On the Road takes place after the Great
Depression and World War Two, but before the turmoil of the Civil Rights
Movement of the 1960’s. The Beat Generation, the movement for which Jack
Kerouac represented, are stuck in a grey zone in American history. Allen
Ginsberg, a voice among the Jack Kerouac, in a dark and somber poem
“Howl”(1995) decries “Robot apartments! Invincible suburbs! Skeletal
treasuries! blind capitals! demonic industries!” Here Ginsberg describes many
of the harsh critiques that the youth shared during the 1950’s, a common
feeling of restlessness and alienation. They felt estranged from their
middle-class centered lives they had seen their parents lead. They had been
told that if they were to follow their parent’s path they were to expect a life
of fulfillment and wealth, but in adulthood they were met with neither.
Strangely enough, their resentment stems from the prosperity felt by many
Americans during the era surrounding the Beat Generation. They were promised by
their parents ant their teachers that they would be happy if the followed the
steps already created for them by previous generation, but the history they
have witnesses would tell them other wise, so instead the tried to find their
own path.
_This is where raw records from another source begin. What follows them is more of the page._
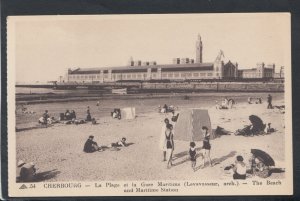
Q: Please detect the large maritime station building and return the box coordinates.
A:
[64,35,275,83]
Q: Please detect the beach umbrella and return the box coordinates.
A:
[251,149,275,166]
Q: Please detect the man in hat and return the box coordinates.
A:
[83,135,102,153]
[17,160,36,182]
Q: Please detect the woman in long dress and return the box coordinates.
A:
[159,118,169,161]
[165,124,174,169]
[202,126,213,167]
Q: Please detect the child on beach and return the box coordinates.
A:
[165,124,174,169]
[189,142,196,171]
[201,126,213,168]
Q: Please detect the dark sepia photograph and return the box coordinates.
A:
[7,13,292,195]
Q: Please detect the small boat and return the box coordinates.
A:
[111,88,127,94]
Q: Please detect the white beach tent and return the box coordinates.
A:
[121,107,135,119]
[174,108,215,142]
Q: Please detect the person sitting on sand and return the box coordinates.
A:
[83,135,102,153]
[233,156,247,179]
[65,110,72,120]
[111,137,127,147]
[189,142,196,171]
[162,104,168,113]
[17,160,36,182]
[249,115,266,135]
[265,123,275,134]
[72,119,86,125]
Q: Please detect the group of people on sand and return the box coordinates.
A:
[158,104,175,113]
[216,97,235,110]
[248,94,273,109]
[83,135,128,153]
[235,115,276,137]
[38,110,59,126]
[38,106,97,126]
[16,160,37,182]
[160,118,213,171]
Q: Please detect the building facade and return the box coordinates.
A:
[65,35,275,83]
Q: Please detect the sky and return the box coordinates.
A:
[8,13,290,83]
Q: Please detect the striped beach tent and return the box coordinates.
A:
[174,109,215,142]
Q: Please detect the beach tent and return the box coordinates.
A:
[121,107,135,119]
[174,109,215,142]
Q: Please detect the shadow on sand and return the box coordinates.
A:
[211,151,237,165]
[101,142,134,151]
[16,125,53,132]
[269,168,285,175]
[173,148,237,171]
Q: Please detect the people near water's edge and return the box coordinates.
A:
[43,110,50,125]
[165,124,174,168]
[267,94,273,109]
[189,142,196,171]
[65,110,72,120]
[83,135,102,153]
[163,104,168,113]
[111,137,127,147]
[159,118,169,161]
[202,126,212,167]
[233,156,247,179]
[249,115,266,135]
[16,160,36,182]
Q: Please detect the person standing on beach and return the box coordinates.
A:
[189,142,196,171]
[267,94,273,109]
[83,135,102,153]
[86,106,92,121]
[233,156,247,179]
[43,110,50,125]
[165,124,174,169]
[202,126,212,167]
[159,118,169,161]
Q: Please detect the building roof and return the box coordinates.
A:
[69,63,214,74]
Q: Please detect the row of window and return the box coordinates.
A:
[69,72,219,80]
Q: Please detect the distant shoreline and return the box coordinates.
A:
[16,91,284,104]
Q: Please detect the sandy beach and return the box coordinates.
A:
[16,93,288,181]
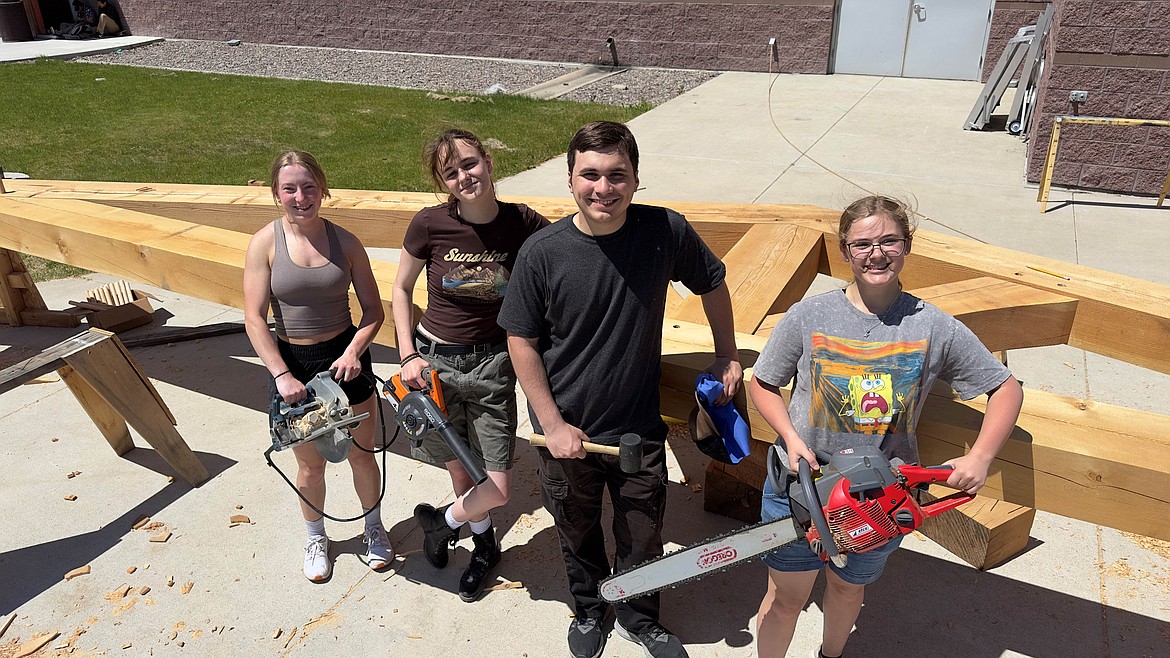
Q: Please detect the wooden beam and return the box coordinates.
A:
[63,329,208,486]
[0,198,426,345]
[918,486,1035,571]
[57,365,135,457]
[755,276,1078,352]
[670,224,824,334]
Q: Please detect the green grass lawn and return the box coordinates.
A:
[0,60,649,276]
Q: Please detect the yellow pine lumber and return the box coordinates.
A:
[670,224,824,334]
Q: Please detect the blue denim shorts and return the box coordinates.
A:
[759,470,902,585]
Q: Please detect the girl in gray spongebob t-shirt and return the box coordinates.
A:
[750,197,1024,658]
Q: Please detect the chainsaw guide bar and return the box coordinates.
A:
[598,515,804,603]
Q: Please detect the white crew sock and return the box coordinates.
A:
[443,505,463,530]
[467,516,491,535]
[362,505,381,530]
[304,516,325,537]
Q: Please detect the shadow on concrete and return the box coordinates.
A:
[0,448,236,616]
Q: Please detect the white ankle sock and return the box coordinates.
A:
[443,505,463,530]
[304,516,325,537]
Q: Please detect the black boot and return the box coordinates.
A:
[414,502,463,569]
[459,527,500,603]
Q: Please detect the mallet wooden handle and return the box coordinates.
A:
[528,434,621,457]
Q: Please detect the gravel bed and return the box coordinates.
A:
[77,39,718,105]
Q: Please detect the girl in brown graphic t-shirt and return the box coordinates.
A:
[393,130,549,602]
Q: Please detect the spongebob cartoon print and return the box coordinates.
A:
[808,334,927,434]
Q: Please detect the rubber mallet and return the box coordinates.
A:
[528,432,642,473]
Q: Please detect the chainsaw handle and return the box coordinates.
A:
[897,464,975,518]
[798,457,840,562]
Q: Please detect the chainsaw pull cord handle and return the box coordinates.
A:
[799,457,845,567]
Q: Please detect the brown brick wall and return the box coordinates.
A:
[1027,0,1170,194]
[114,0,833,74]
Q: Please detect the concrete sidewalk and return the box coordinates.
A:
[0,36,163,63]
[0,74,1170,658]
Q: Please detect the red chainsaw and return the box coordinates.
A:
[598,446,975,603]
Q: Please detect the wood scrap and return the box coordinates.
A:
[12,631,61,658]
[122,322,245,349]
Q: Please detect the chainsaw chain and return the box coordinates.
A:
[598,514,804,603]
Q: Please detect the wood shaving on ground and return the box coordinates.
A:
[483,581,524,591]
[12,631,61,658]
[0,612,16,637]
[105,584,130,603]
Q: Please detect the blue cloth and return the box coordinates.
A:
[695,373,751,464]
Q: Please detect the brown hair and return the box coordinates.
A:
[837,194,915,246]
[269,150,329,199]
[422,128,495,199]
[569,121,638,174]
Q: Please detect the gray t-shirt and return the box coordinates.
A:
[756,290,1011,464]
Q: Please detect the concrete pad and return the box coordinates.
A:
[0,36,163,63]
[0,67,1170,658]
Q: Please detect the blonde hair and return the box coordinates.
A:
[837,194,915,246]
[269,150,329,199]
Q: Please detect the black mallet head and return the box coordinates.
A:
[618,432,642,473]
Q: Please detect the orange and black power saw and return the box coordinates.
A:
[381,369,488,485]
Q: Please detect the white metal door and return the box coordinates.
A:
[902,0,995,80]
[833,0,910,76]
[833,0,995,80]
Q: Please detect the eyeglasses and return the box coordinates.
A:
[845,238,906,259]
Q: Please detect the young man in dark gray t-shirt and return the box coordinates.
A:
[498,122,743,658]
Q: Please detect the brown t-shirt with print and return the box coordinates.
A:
[402,201,549,344]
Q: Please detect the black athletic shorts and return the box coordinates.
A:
[269,324,374,404]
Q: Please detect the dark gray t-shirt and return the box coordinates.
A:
[756,290,1011,464]
[497,205,725,444]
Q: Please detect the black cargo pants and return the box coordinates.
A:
[537,424,667,633]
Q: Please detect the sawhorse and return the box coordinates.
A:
[0,329,208,486]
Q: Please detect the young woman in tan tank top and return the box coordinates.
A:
[243,151,394,582]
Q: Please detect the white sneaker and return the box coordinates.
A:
[362,526,394,571]
[304,535,333,583]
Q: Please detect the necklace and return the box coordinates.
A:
[845,283,902,338]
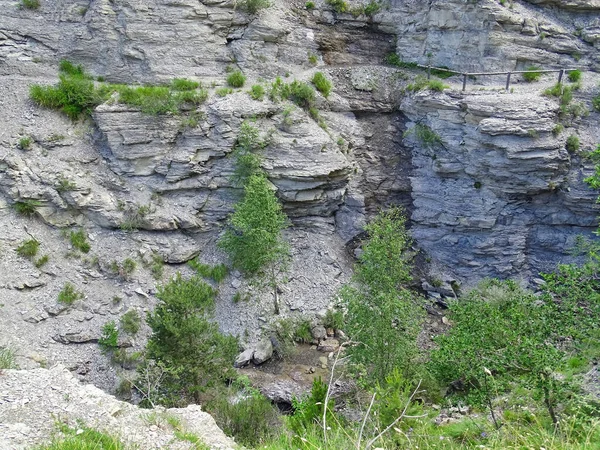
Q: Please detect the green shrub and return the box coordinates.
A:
[312,72,332,97]
[17,239,40,259]
[242,0,271,14]
[34,425,126,450]
[98,320,119,353]
[565,134,580,153]
[207,393,283,448]
[69,230,91,253]
[250,84,265,102]
[147,274,238,406]
[58,281,83,305]
[0,347,17,372]
[13,199,42,217]
[171,78,200,91]
[523,66,542,83]
[19,0,40,9]
[326,0,348,13]
[119,309,142,335]
[19,136,33,150]
[227,70,246,88]
[569,69,582,83]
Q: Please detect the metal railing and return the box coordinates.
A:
[417,64,584,91]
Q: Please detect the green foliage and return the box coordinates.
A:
[171,78,200,91]
[568,69,582,83]
[0,347,17,372]
[523,66,542,83]
[16,238,40,259]
[250,84,265,102]
[98,320,119,353]
[13,198,42,217]
[227,70,246,88]
[241,0,271,14]
[219,174,288,274]
[188,258,229,283]
[207,392,282,448]
[325,0,348,13]
[340,208,422,383]
[34,425,126,450]
[119,309,142,335]
[69,230,91,253]
[404,123,443,147]
[565,134,580,153]
[19,136,33,150]
[58,281,83,305]
[19,0,40,9]
[29,60,108,120]
[312,72,333,97]
[147,274,238,405]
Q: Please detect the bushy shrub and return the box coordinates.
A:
[227,70,246,88]
[58,281,83,305]
[568,69,582,83]
[523,66,542,83]
[312,72,332,97]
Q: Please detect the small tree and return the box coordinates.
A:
[141,274,238,404]
[341,208,422,384]
[219,172,289,314]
The Beats represented the counterpart to the rise of the ordinary
middle-class behavior, and though their quest for a new way of living life was
honorable it in the end, as Kerouac describes in On the Road, did not lead to what they had expected.
It is widely considered that On the
Road is partially autobiographical, though this seems inconsequential considering
that every piece of art has to be at least somewhat autobiographical of the
artist the created it, it is important when analyzing On the Road to understand the life of Jack Kerouac more so than
would be required for other novels. In 1947, after the end of World War Two,
Kerouac began his cross-country journeys, which would later inspire the novel
On the Road. It was during these journeys that he met Neal Cassidy who Kerouac
would base the character Dean Moriarty of off, the second protagonist in the
novel. John Clellon Holmes, who is best known for his novel “Go”, considered
the first Beat author and a friend of Jack Kerouac, is quoted for saying
"Everywhere the Beat Generation seems occupied with the feverish
production of answers—some of them frightening, some of them foolish—to a
single question: how are we to live?". Jack Kerouac first labeled the Beat
generation in an interview with Holmes and later quoted him an article in The
New York Times Magazine "You know, this is really a beat generation."
Though The Beats were unique to their era, the represent a communal conflict
that every new generation must deal with. The restlessness of having to balance
what previous generation tells you what is right and what you believe is right.